Bu sanırım son dakikaya değin sürmüş olan, işi gereğince ve zamanında yapma, senin ayrılmaz bir parçan olmuş o görev, o sorumluluk duygusu, tek sözcükle, yazar olsun olmasın insanın insana sorumluluğu, yaşayanın öteki yaşayanlara / canlılara sorumluluğu.
İşte seni sen yapan şeylerden biri daha.
Mektuplarını okuyanlar görecek. Yıllardır sürekli ders verdiğin halde, her ders için yeniden hazırlanma gereği duyman, yazı masasının üzerinde eksik olmayan sözlüklere, anlamını bildiğin sözcükler için bile hiç erinmeden, üşenmeden, yeniden yeniden bakman... Görev ve sorumluluk duygusu ikiz kardeşin gibiydi.
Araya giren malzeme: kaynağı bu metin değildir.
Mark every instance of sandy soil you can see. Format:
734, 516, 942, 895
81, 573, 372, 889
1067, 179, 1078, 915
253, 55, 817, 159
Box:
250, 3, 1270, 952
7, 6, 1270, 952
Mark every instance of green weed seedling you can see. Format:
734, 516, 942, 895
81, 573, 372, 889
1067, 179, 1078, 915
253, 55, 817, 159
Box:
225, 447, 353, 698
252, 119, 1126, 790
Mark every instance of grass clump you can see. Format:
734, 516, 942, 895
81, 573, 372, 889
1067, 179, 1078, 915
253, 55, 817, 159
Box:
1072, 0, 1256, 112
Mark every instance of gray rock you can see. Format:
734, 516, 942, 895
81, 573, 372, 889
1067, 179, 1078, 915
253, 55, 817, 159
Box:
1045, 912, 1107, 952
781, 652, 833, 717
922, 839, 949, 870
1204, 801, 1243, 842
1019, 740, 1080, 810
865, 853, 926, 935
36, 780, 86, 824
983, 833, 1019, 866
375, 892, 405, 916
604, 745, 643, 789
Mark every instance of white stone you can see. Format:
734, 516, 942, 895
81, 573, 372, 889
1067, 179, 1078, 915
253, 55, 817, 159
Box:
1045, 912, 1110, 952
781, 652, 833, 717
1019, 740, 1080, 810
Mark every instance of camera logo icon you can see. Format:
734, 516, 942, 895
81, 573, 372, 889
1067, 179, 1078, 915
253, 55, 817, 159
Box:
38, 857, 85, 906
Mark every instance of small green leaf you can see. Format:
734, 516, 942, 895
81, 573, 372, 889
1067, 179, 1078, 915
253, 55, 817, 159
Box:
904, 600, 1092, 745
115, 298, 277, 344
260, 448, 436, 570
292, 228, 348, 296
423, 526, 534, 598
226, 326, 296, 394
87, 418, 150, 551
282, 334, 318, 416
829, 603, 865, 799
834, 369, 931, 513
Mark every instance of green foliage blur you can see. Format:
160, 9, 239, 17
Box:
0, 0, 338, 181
Anılarla hiç işim olmadı benim, bilirsin. Günlerin notunu tutma isteğini ilk gençliğimde duymadım değil. Duysam da günlük tutmadım. İyi bir şey yaptım diye söylemiyorum bunu. Bir olgu, bir saptama, o kadar. Bir saptama daha yapmam gerekirse: geriye dönüp de hangi olay, hangi konuşma var belleğimde diye yokladığımda bir şey gelmiyor usuma. Belleksizin biriyim açıkçası. Ya da bir şeyi aradığımda buluyor, anımsıyor değilim. Bir yaşantı içinde çıkıyorsa çıkıveriyor ortaya. Yaşarken, nasılsa... kullanıyorsam kullanıyorum. Kendiliğinden, akışta...
Bildiğim şey şu Bilge ağabey: yaşamıma iz düşen çok özel, seçkin insanlardan birisin. İnsanlar dediğime bakma, bir elin parmaklarını geçmez aslında bunlar. Belki bir gün bir vesileyle... Örnekse, Mersin Lisesinin o güzel resim öğretmenini, hayat öğretmenini, ressam Haşmet Akal'ı nasıl unutabilirim? 1958-1960 yılları... Bir yöne doğru ağışta ilk kalın iz. Sonrası belli, 1960, Ankara yılları. Hüseyin Cöntürk ve Bilge Karasu. Biribirine benzemez iki ayrı özgün kişilik...
Bildiğin, bildiğim şeyleri yeniden anlatacak değilim. Muradım bu mektupları, bana yazdığın bu mektupları yayımlamak isteğimin altını çizmek. Sen son döneminde her şeyi elden geçirdin. Yanında olma olanağım olabilseydi belki yırttığın, yaktığın çok şeyi kurtarabilirdim. Böyle bir duyguyu içimde saklı tuttuğumu söylemekten çekinmeyeceğim. Ama söylemek neye yarar? Kimi zaman elimizde olmayan şeyler vardır... belki de çokça vardır. Kim bilir?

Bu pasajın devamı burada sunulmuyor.